The constitutionality of DNA samples taken from arrestees has been questioned since Elizabeth Haskell challenged California’s DNA collection law in 2009.

After police arrested her for allegedly disrupting law enforcement during a peace rally, Haskell’s class action claims police told her she would be charged with a separate misdemeanor when she refused to let authorities swab the inside of her cheek. Haskell gave the sample, and was later released without being charged.

Breyer refused to enjoin the law later in 2009, writing, “Arrestees undoubtedly have a greater privacy interest than convicted felons, but plaintiffs have not shown that that interest outweighs the government’s compelling interest in identifying arrestees, and its interest in using arrestees’ DNA to solve past crimes.”

After a three-judge panel of the 9th Circuit initially affirmed the ruling, the court reheard the case en banc in 2012. Around the same time, the U.S. Supreme Court took up Maryland v.

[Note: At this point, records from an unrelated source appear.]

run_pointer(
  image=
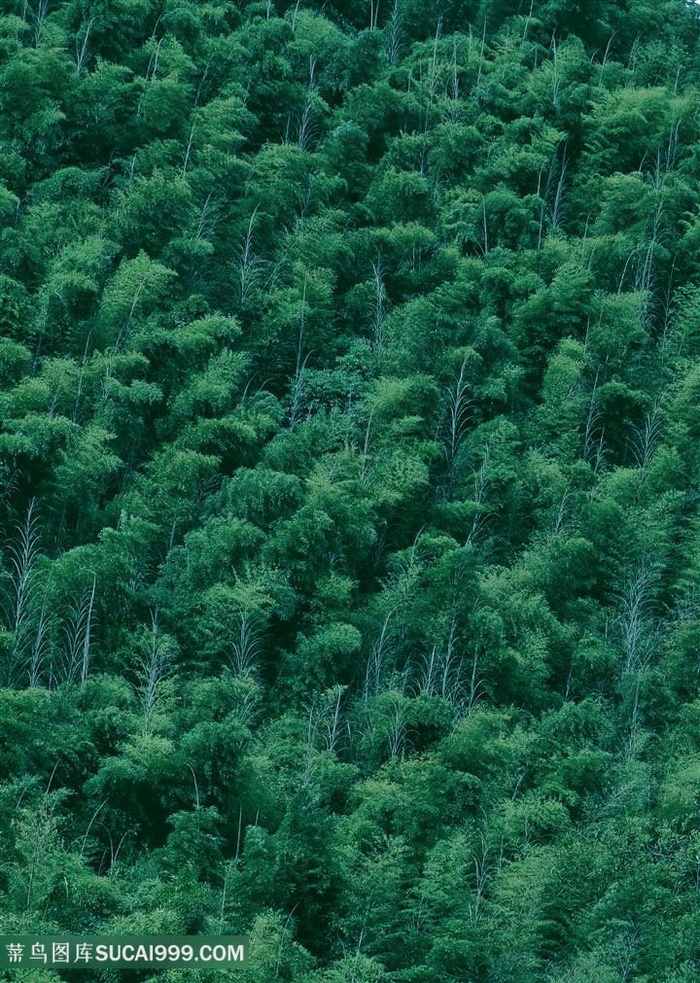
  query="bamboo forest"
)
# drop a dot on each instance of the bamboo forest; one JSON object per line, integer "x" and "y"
{"x": 350, "y": 485}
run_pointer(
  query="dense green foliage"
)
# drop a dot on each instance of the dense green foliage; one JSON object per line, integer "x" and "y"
{"x": 349, "y": 469}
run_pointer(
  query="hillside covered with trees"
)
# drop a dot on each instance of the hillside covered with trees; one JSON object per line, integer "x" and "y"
{"x": 349, "y": 484}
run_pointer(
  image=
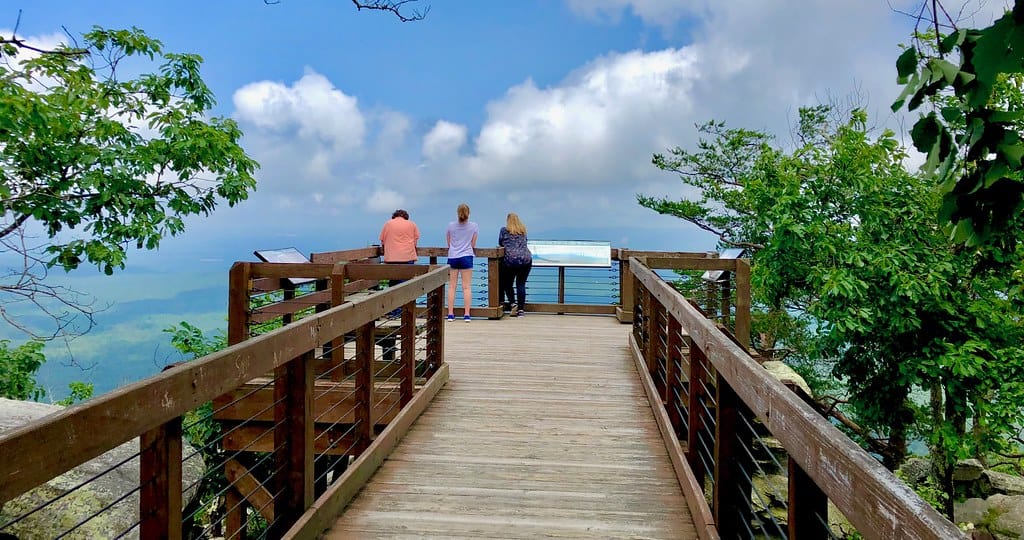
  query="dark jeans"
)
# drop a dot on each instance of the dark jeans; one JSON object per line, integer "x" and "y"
{"x": 518, "y": 275}
{"x": 391, "y": 283}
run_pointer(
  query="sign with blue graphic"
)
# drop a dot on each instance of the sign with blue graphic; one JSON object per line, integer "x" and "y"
{"x": 570, "y": 253}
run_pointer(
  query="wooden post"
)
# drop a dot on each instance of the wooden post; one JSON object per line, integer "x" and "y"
{"x": 673, "y": 366}
{"x": 695, "y": 377}
{"x": 808, "y": 507}
{"x": 160, "y": 478}
{"x": 495, "y": 286}
{"x": 239, "y": 281}
{"x": 626, "y": 288}
{"x": 658, "y": 338}
{"x": 742, "y": 328}
{"x": 725, "y": 303}
{"x": 364, "y": 386}
{"x": 435, "y": 331}
{"x": 711, "y": 291}
{"x": 293, "y": 442}
{"x": 561, "y": 287}
{"x": 288, "y": 290}
{"x": 338, "y": 366}
{"x": 649, "y": 331}
{"x": 235, "y": 514}
{"x": 731, "y": 499}
{"x": 408, "y": 371}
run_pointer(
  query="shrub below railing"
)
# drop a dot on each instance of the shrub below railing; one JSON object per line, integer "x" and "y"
{"x": 751, "y": 445}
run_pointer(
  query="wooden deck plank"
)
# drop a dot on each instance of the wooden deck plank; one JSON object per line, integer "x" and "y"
{"x": 542, "y": 430}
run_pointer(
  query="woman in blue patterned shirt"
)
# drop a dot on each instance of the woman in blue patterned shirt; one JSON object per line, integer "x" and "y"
{"x": 515, "y": 264}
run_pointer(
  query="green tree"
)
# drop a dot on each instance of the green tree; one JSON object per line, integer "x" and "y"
{"x": 847, "y": 236}
{"x": 99, "y": 162}
{"x": 17, "y": 370}
{"x": 17, "y": 374}
{"x": 974, "y": 147}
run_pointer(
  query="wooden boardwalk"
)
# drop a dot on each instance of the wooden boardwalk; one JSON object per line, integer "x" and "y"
{"x": 543, "y": 430}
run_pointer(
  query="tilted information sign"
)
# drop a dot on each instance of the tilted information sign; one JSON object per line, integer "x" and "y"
{"x": 570, "y": 253}
{"x": 284, "y": 255}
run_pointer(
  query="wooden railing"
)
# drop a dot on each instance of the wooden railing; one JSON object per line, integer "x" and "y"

King – a Fourth Amendment challenge to Maryland’s law requiring the collection of DNA from arrestees charged with “serious crimes.”

In King, the high court found Maryland’s cheek swab requirement amounts to a search, but a reasonable one that’s a routine part of the booking process.

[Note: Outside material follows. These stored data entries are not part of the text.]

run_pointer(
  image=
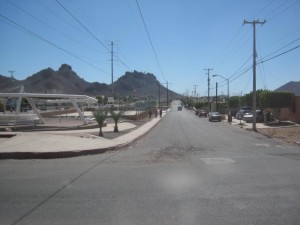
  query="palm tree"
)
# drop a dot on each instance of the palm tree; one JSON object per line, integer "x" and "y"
{"x": 116, "y": 116}
{"x": 100, "y": 117}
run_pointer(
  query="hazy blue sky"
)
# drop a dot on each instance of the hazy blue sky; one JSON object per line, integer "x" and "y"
{"x": 187, "y": 35}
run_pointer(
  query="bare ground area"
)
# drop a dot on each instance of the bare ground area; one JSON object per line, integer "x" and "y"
{"x": 290, "y": 135}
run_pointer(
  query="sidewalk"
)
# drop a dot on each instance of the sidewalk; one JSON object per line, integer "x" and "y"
{"x": 58, "y": 144}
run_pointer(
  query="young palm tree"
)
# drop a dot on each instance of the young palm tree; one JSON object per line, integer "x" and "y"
{"x": 116, "y": 116}
{"x": 100, "y": 117}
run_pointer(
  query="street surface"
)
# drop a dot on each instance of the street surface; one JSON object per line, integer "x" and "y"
{"x": 186, "y": 171}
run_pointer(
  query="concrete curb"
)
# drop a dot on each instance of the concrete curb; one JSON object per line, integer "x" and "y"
{"x": 121, "y": 142}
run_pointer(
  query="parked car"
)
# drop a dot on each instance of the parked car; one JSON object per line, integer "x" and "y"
{"x": 248, "y": 117}
{"x": 240, "y": 114}
{"x": 214, "y": 116}
{"x": 203, "y": 112}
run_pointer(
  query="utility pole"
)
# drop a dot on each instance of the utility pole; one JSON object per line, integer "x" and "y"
{"x": 216, "y": 96}
{"x": 208, "y": 84}
{"x": 167, "y": 94}
{"x": 195, "y": 86}
{"x": 254, "y": 22}
{"x": 11, "y": 73}
{"x": 112, "y": 68}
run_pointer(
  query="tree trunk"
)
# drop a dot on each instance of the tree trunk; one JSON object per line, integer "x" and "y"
{"x": 116, "y": 128}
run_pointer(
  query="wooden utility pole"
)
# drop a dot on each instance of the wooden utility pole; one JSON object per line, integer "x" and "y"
{"x": 208, "y": 84}
{"x": 11, "y": 73}
{"x": 254, "y": 22}
{"x": 112, "y": 68}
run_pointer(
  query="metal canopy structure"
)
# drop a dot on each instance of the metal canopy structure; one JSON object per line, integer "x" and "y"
{"x": 74, "y": 99}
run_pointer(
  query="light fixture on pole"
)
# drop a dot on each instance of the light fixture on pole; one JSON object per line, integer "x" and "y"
{"x": 217, "y": 75}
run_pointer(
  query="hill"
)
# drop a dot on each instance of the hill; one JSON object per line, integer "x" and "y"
{"x": 292, "y": 86}
{"x": 66, "y": 81}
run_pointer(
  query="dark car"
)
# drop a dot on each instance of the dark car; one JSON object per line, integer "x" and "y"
{"x": 214, "y": 116}
{"x": 248, "y": 117}
{"x": 203, "y": 112}
{"x": 240, "y": 114}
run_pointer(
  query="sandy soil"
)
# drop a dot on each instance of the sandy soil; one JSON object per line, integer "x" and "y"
{"x": 290, "y": 135}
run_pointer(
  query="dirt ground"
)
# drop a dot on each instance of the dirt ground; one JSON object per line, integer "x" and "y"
{"x": 290, "y": 135}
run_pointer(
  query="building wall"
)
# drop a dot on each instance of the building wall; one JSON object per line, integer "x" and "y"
{"x": 292, "y": 113}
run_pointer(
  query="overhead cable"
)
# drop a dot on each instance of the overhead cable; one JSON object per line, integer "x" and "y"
{"x": 150, "y": 40}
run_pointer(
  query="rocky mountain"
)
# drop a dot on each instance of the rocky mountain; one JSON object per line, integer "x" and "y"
{"x": 292, "y": 86}
{"x": 66, "y": 81}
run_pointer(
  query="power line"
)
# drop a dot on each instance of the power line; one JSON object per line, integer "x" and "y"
{"x": 25, "y": 30}
{"x": 283, "y": 53}
{"x": 150, "y": 40}
{"x": 94, "y": 36}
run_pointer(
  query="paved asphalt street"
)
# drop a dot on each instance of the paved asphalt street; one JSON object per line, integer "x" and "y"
{"x": 185, "y": 171}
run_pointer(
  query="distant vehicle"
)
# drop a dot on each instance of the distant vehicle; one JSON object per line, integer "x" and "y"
{"x": 203, "y": 112}
{"x": 240, "y": 114}
{"x": 214, "y": 116}
{"x": 248, "y": 117}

In 2014, the 9th Circuit issued a final en banc opinion affirming Breyer’s initial ruling.

“The Supreme Court’s decision in King is fatal to plaintiffs’ claims,” U.S. Circuit Judge Milan Smith wrote, explaining that the high court’s ruling had essentially made DNA collection “a legitimate police booking procedure that is reasonable under the Fourth Amendment” – similar to “fingerprinting and photographing.”

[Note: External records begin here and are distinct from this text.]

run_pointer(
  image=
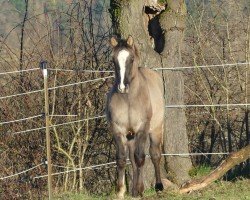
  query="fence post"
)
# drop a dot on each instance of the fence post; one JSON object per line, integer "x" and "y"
{"x": 43, "y": 66}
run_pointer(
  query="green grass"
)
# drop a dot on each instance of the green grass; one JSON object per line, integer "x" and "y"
{"x": 200, "y": 171}
{"x": 220, "y": 190}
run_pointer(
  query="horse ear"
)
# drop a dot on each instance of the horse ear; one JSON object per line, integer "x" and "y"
{"x": 130, "y": 40}
{"x": 113, "y": 41}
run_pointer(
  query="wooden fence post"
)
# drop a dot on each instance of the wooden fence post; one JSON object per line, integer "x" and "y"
{"x": 43, "y": 66}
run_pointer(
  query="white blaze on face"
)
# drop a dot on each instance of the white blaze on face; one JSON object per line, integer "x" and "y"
{"x": 122, "y": 58}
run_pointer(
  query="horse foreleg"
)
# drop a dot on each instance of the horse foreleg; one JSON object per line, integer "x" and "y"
{"x": 121, "y": 164}
{"x": 155, "y": 153}
{"x": 131, "y": 146}
{"x": 140, "y": 142}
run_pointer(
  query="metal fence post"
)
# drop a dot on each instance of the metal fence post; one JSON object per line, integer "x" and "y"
{"x": 43, "y": 66}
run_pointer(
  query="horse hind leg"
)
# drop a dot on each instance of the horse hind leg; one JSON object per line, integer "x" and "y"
{"x": 155, "y": 153}
{"x": 121, "y": 164}
{"x": 131, "y": 146}
{"x": 139, "y": 155}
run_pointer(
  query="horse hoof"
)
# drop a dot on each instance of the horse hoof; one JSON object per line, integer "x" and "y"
{"x": 158, "y": 187}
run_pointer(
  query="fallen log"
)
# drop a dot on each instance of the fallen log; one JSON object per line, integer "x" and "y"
{"x": 233, "y": 159}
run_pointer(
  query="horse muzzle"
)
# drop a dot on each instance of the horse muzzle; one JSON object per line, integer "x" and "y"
{"x": 123, "y": 89}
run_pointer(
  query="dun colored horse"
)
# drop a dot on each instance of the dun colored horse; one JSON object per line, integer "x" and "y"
{"x": 135, "y": 110}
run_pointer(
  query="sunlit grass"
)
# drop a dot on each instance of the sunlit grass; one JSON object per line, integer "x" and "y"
{"x": 220, "y": 190}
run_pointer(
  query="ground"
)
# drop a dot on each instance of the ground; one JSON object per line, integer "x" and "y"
{"x": 220, "y": 190}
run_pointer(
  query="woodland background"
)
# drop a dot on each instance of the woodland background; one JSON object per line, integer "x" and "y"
{"x": 72, "y": 34}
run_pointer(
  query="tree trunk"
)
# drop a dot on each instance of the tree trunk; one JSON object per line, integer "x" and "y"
{"x": 151, "y": 28}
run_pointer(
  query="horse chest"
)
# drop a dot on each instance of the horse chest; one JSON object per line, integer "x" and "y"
{"x": 131, "y": 117}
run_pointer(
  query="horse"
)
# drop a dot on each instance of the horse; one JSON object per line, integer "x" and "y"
{"x": 135, "y": 111}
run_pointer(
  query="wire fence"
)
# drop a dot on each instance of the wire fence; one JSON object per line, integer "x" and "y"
{"x": 246, "y": 64}
{"x": 92, "y": 167}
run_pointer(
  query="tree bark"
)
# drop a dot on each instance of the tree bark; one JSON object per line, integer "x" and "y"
{"x": 234, "y": 159}
{"x": 146, "y": 21}
{"x": 175, "y": 138}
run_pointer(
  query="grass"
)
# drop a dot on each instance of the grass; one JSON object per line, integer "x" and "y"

“This case is over,” he said.

But four years later, the case was once more in front of Judge Breyer, who heard the state’s motion for judgment on the pleadings.

The government framed its motion in light of King and the California Supreme Court’s April ruling in People v. Buza, in which it reinstated a man’s misdemeanor conviction for refusing to supply authorities with his DNA after his arrest.

Breyer had ordered a stay in Haskell’s case pending the outcome in Buza – but on Friday, he seemed unconvinced that Haskell’s ACLU lawyers could sway his original stance.

“In the final analysis it will do more good than bad,” Breyer said. “It will ensure the people subjected to the criminal justice system are the people that should be and not those who are wrongfully arrested and wrongfully convicted, which from the point of view of a judge is a terrible injustice.”

But Risher said he fears the sample will be used by law enforcement for more than just identification. The sample can be stored in California’s DNA databank forever unless the arrestee goes through a lengthy process to have it removed. And DNA contains sensitive information about one’s family, health and genetic-predisposition to certain traits.

Breyer surmised that technology has advanced so much since Haskell filed her lawsuit that it could be just a short time before the argument becomes moot.

“It’s only a matter of time before DNA samples will be done in an hour, a half hour, or instantaneously. We all see it coming,” Breyer said, noting that processing DNA took weeks back in 2009. “Many weeks have become days. Days are going to become hours. That’s where it’s going.”

“My current argument isn't about timing. It’s about an event,” Risher said. “If they can test it while they are still processing this person, then so it goes.”

Breyer chuckled. “Maybe I won’t decide this then for a year.”

He took the arguments under submission.